Moses’ mother did her best to hide her baby and save his life, but the danger eventually became too great. So she very bravely set to work to weave a little ark, or basket, of bulrushes. She made it waterproof with slime and pitch, and then she put her baby into it and floated it among the reeds by the river’s edge. When she could no longer conceal him herself, she put him entirely out of her own hands, and into the Lord’s. And what did the Lord do? He took charge of the child. How wonderfully He arranged everything! All the promises to Abraham and all the hopes of the nation of Israel depended upon that baby – born in slavery, with the doom of death pronounced upon him; and now outside of his mother’s care, in a little basket-boat.
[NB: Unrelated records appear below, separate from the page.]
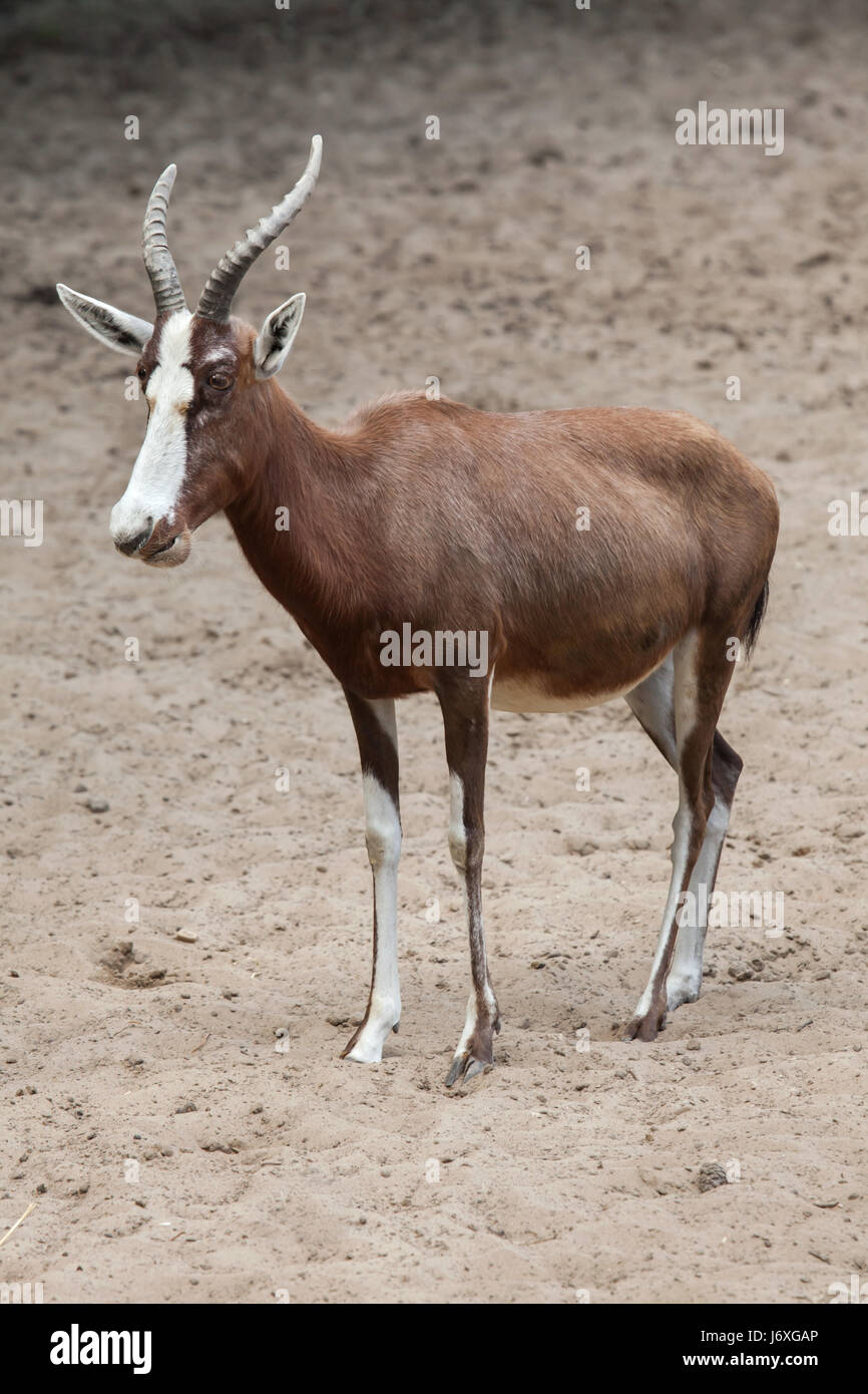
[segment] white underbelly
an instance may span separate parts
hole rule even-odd
[[[588,707],[602,707],[603,703],[633,691],[646,676],[648,673],[624,687],[616,687],[613,691],[573,693],[566,697],[555,697],[545,690],[542,682],[532,677],[499,679],[495,672],[490,705],[495,711],[587,711]]]

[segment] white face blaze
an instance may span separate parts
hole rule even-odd
[[[130,484],[111,509],[111,537],[118,544],[149,533],[162,519],[174,521],[187,470],[187,408],[192,401],[189,368],[192,315],[178,309],[163,325],[159,361],[145,389],[148,429]]]

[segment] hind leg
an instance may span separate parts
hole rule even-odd
[[[626,701],[634,717],[651,736],[655,746],[677,771],[676,717],[673,694],[673,659],[666,659],[656,672],[627,694]],[[702,848],[688,884],[688,914],[681,916],[672,966],[666,979],[666,1009],[674,1012],[684,1002],[695,1002],[702,987],[702,955],[708,930],[708,907],[718,878],[718,866],[729,827],[730,810],[741,758],[715,730],[712,746],[712,789],[715,803],[708,815]]]
[[[708,896],[740,768],[738,757],[716,733],[731,677],[724,640],[726,636],[709,631],[685,636],[672,659],[627,697],[679,775],[669,895],[648,986],[627,1029],[628,1040],[653,1040],[666,1011],[695,999],[699,993]],[[715,751],[719,753],[716,779]],[[687,905],[699,913],[685,916],[685,892],[691,887],[694,898]],[[681,924],[684,919],[688,923]]]

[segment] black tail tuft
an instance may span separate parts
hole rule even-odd
[[[747,630],[744,631],[744,657],[750,658],[754,651],[754,644],[757,643],[757,634],[759,633],[759,626],[762,625],[762,618],[765,615],[765,608],[769,604],[769,583],[768,579],[765,585],[757,597],[757,604],[754,605],[750,620],[747,622]]]

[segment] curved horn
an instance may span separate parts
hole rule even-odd
[[[171,194],[171,185],[177,173],[176,166],[170,164],[160,174],[148,199],[142,227],[142,256],[145,258],[145,268],[150,277],[157,315],[170,315],[174,309],[187,309],[178,272],[169,251],[169,240],[166,237],[166,209],[169,208],[169,195]]]
[[[322,159],[322,135],[315,135],[311,141],[311,156],[308,166],[280,204],[276,204],[266,217],[261,217],[255,227],[248,229],[231,251],[222,256],[212,270],[205,290],[199,296],[196,315],[202,319],[215,319],[224,325],[233,308],[235,291],[244,275],[261,255],[274,241],[274,238],[288,227],[295,215],[304,208],[316,184],[319,162]]]

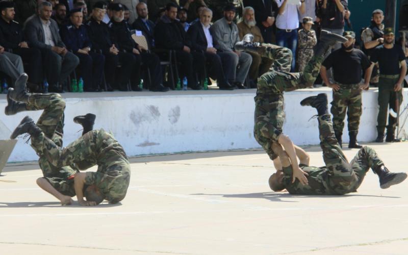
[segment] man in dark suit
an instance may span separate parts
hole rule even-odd
[[[213,37],[210,33],[210,22],[213,17],[213,12],[206,7],[200,13],[199,21],[194,22],[187,31],[187,36],[191,42],[191,48],[202,52],[206,57],[207,72],[211,78],[217,80],[220,89],[234,89],[224,73],[222,62],[232,60],[230,54],[218,52],[213,45]],[[224,65],[227,66],[228,65]]]
[[[38,14],[29,20],[24,29],[29,46],[40,49],[50,92],[63,92],[62,84],[79,64],[78,57],[69,52],[58,33],[58,25],[51,19],[53,6],[47,2],[38,5]]]
[[[155,47],[155,24],[151,20],[147,19],[149,11],[147,5],[144,3],[139,3],[136,6],[138,18],[132,24],[132,28],[142,31],[146,37],[149,48],[152,49]]]
[[[272,43],[274,37],[273,25],[275,14],[277,11],[276,3],[273,0],[244,0],[244,6],[251,6],[255,11],[255,20],[261,30],[265,43]]]

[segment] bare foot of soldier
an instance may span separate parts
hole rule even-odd
[[[73,202],[73,200],[71,197],[68,196],[63,196],[60,199],[60,200],[61,201],[61,206],[67,206],[71,205],[72,203],[72,202]]]

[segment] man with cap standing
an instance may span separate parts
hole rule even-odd
[[[361,33],[361,40],[363,41],[363,51],[371,58],[371,53],[375,47],[382,45],[384,42],[384,14],[382,11],[377,9],[373,11],[371,24]],[[378,65],[376,64],[371,74],[370,83],[378,86],[379,78]]]
[[[384,131],[387,122],[387,112],[389,107],[395,113],[399,110],[402,103],[402,87],[406,73],[406,62],[402,48],[394,44],[394,31],[391,28],[384,29],[384,44],[375,48],[371,55],[371,61],[378,63],[379,66],[378,81],[378,105],[379,110],[377,118],[376,142],[383,142]],[[391,111],[390,111],[391,112]],[[391,112],[388,117],[386,142],[394,141],[396,115]]]
[[[81,75],[84,79],[84,91],[99,91],[102,83],[105,58],[91,50],[92,43],[85,26],[82,24],[82,9],[69,11],[69,21],[62,26],[60,34],[67,48],[80,59]]]
[[[0,2],[0,45],[7,51],[12,51],[28,64],[26,72],[34,87],[42,84],[42,60],[39,49],[29,47],[24,38],[22,26],[14,21],[14,7],[12,2]],[[14,79],[16,79],[14,78]],[[35,90],[35,87],[30,88]]]
[[[105,76],[108,90],[113,87],[124,87],[130,79],[135,64],[135,59],[131,53],[119,52],[115,42],[111,39],[109,29],[102,20],[106,13],[107,4],[100,1],[93,5],[91,17],[86,23],[88,35],[92,48],[96,52],[100,52],[105,57]],[[116,71],[119,62],[121,67]],[[115,79],[116,77],[116,79]]]
[[[347,110],[348,122],[349,148],[361,148],[357,143],[362,109],[362,91],[367,89],[373,65],[360,49],[354,48],[355,34],[345,31],[343,36],[348,40],[342,44],[341,48],[330,54],[323,61],[320,74],[327,87],[333,89],[333,101],[330,111],[333,115],[333,129],[340,146],[344,127],[344,117]],[[334,71],[335,83],[328,80],[326,71],[330,68]],[[364,71],[364,83],[361,84],[362,72]]]

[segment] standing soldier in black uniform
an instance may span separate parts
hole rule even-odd
[[[108,25],[102,21],[107,7],[104,2],[95,3],[86,27],[93,49],[105,56],[105,77],[108,90],[112,91],[111,86],[116,88],[126,87],[133,70],[135,59],[132,54],[119,52],[115,42],[111,40]],[[119,71],[116,72],[116,67],[119,63],[121,67]]]
[[[140,81],[140,65],[142,62],[150,70],[150,84],[149,89],[153,91],[165,92],[168,88],[161,84],[162,70],[160,60],[155,54],[147,52],[147,49],[138,45],[132,38],[129,24],[124,19],[123,6],[121,4],[114,4],[112,6],[113,15],[108,27],[110,30],[111,38],[116,41],[119,50],[125,50],[132,53],[136,60],[134,71],[131,76],[132,89],[134,91],[140,91],[138,85]]]
[[[24,67],[26,72],[29,74],[30,82],[34,87],[43,82],[42,61],[39,49],[29,47],[24,40],[22,27],[14,21],[14,4],[12,2],[0,2],[0,45],[6,50],[12,50],[22,59],[28,65]],[[30,84],[29,86],[30,86]],[[36,88],[31,88],[34,90]]]
[[[92,43],[85,26],[82,24],[82,9],[69,12],[69,21],[63,26],[60,34],[67,48],[80,59],[81,75],[84,79],[84,91],[97,91],[102,83],[105,58],[92,51]]]

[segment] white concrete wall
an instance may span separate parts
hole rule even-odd
[[[407,98],[407,91],[404,92],[404,98]],[[285,93],[287,118],[284,132],[296,144],[319,142],[317,121],[309,120],[316,114],[316,111],[301,107],[299,102],[305,97],[322,92],[328,93],[331,101],[330,91],[325,88]],[[252,134],[255,93],[256,90],[251,89],[166,93],[66,93],[63,95],[67,97],[64,144],[81,134],[81,126],[74,123],[72,118],[91,112],[97,116],[94,128],[111,131],[130,156],[259,148]],[[373,89],[363,92],[364,109],[358,137],[360,141],[371,141],[376,136],[377,94],[378,91]],[[75,96],[83,97],[73,97]],[[404,101],[401,109],[406,105],[407,101]],[[6,105],[3,96],[0,109]],[[401,122],[406,112],[402,114]],[[2,111],[0,121],[12,131],[26,115],[37,119],[41,113],[26,112],[7,116]],[[403,128],[406,130],[407,124]],[[347,142],[347,124],[344,134],[343,140]],[[9,161],[37,159],[29,144],[20,138]]]

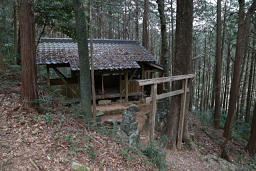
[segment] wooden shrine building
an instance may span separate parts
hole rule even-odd
[[[136,80],[154,78],[163,70],[150,52],[132,40],[93,40],[93,59],[96,99],[128,101],[128,97],[141,97],[145,91]],[[79,95],[76,42],[70,38],[42,38],[36,62],[46,65],[49,87],[61,85],[64,95]]]

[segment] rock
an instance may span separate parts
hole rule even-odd
[[[77,162],[72,162],[71,170],[73,170],[73,171],[90,171],[90,168],[83,164],[80,164]]]
[[[212,166],[217,167],[219,170],[223,171],[236,171],[240,170],[240,168],[237,165],[234,165],[226,160],[223,160],[220,157],[217,157],[215,155],[207,155],[205,157],[205,160],[208,161]]]
[[[99,100],[99,105],[108,105],[111,104],[111,100]]]

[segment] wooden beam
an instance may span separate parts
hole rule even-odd
[[[129,93],[128,96],[140,96],[141,92]],[[118,98],[120,97],[120,93],[113,93],[113,94],[104,94],[103,95],[96,95],[96,99],[108,99],[108,98]]]
[[[128,102],[129,93],[129,81],[128,81],[128,71],[125,72],[125,101]]]
[[[152,113],[149,118],[150,125],[151,125],[150,131],[149,131],[150,142],[153,142],[153,140],[154,140],[156,108],[157,108],[156,96],[157,96],[157,84],[153,84],[153,85],[151,85]]]
[[[178,76],[172,76],[172,77],[161,77],[161,78],[153,78],[153,79],[146,79],[146,80],[138,80],[139,86],[145,86],[145,85],[151,85],[151,84],[159,84],[164,82],[170,82],[170,81],[178,81],[178,80],[184,80],[189,78],[194,78],[194,74],[188,74],[188,75],[178,75]]]
[[[56,74],[62,79],[66,87],[68,87],[76,96],[78,96],[77,92],[72,87],[69,86],[67,81],[68,79],[65,77],[65,75],[63,75],[56,67],[53,67],[53,69],[56,72]]]
[[[189,92],[189,89],[187,89],[187,93]],[[167,97],[172,97],[172,96],[176,96],[176,95],[180,95],[180,94],[183,94],[184,93],[184,90],[176,90],[176,91],[171,91],[171,92],[168,92],[168,93],[163,93],[163,94],[159,94],[156,96],[156,100],[160,100],[160,99],[164,99],[164,98],[167,98]],[[146,103],[150,103],[152,101],[152,97],[147,97],[146,98]]]
[[[182,89],[184,90],[184,92],[187,92],[187,86],[188,86],[188,79],[182,80]],[[182,144],[186,101],[187,101],[187,93],[183,93],[181,95],[181,108],[180,108],[180,119],[179,119],[179,129],[178,129],[178,139],[177,139],[177,148],[179,150],[181,150],[181,144]]]
[[[73,78],[67,78],[66,79],[68,84],[78,84],[77,80],[74,80]],[[50,79],[50,84],[52,86],[54,85],[65,85],[62,79]]]

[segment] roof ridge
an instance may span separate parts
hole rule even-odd
[[[88,42],[90,39],[88,39]],[[40,43],[76,43],[72,38],[41,38]],[[140,43],[137,40],[119,40],[119,39],[93,39],[93,43],[106,44],[136,44]]]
But Moses was perfectly safe, for God was watching over him. Was it merely an accident that the Egyptian princess came along just at that time? Certainly not! Even though she did not know it, she was actually on an errand of mercy for the Lord Whom she did not even worship. When she opened the basket, the baby was crying; and this cry touched her compassion. Meanwhile, Moses’ older sister had been watching faithfully; and the moment the little basket was brought to the princess, the Hebrew maiden was standing beside her, offering to call a Hebrew woman to care for the child. Naturally, the girl summoned her own mother, who was certainly very happy as she took her own baby again. She did not need to hide him now, for no one would dare to touch him; the princess of Egypt had adopted him, and the protection of the throne was over him.
It was especially important that Moses should be brought up in his earliest days by his own mother. He must be trained with a Hebrew worldview, and with the knowledge of the true God of Israel. If he had been brought up from his infancy in the palace of Egypt, with Egyptian teachers, he never could have become the deliverer of his people. However, God arranged that at the proper time, he would also be instructed in Egyptian learning and Egyptian ways. When the time came for him to deliver his people out of Pharaoh’s hands, he would need great wisdom to take the great multitude of slaves, form them into a nation, train them for self-government, and prepare them for a glorious mission. To be prepared for all this work, Moses was placed in a position to learn the best of the world’s wisdom. But he never became an Egyptian; he always remained a loyal Hebrew. His mother had instructed him so well that the years of Egyptian teaching and influence could not undo her work. Christian parents – especially mothers – may take encouragement from this splendid outcome of the work of Moses’ mother. Let them fill their children’s minds and hearts with the best teachings and influences – training them to love God above all, and to be faithful and true to Him no matter what the cost will be.
But the training of Moses was not yet complete. He was not yet ready for his great work. We do not know how it came into his mind that he was to be the deliverer of his people, but we are suddenly presented with the fact that his heart was burning with the wish to help the oppressed Hebrews. When he killed an Egyptian who was brutally beating a Hebrew slave, he probably expected his people to accept him as their head and rise up against their cruel masters; but neither he nor they were not ready for this. Moses himself had to flee to Midian to escape Pharaoh’s vengeance. There in the wilderness, he entered the third part of his education. For 40 years, God Himself was his Teacher, instructing him in lessons which no one else could teach him.
Lord, help Your oppressed people of our present day to look to You alone for deliverance. Preserve our children in this evil age in which we live, and save them from being drowned in the rivers of sin and impurity which are flowing all around us. Help their parents to fill their hearts and minds with love to You! Amen.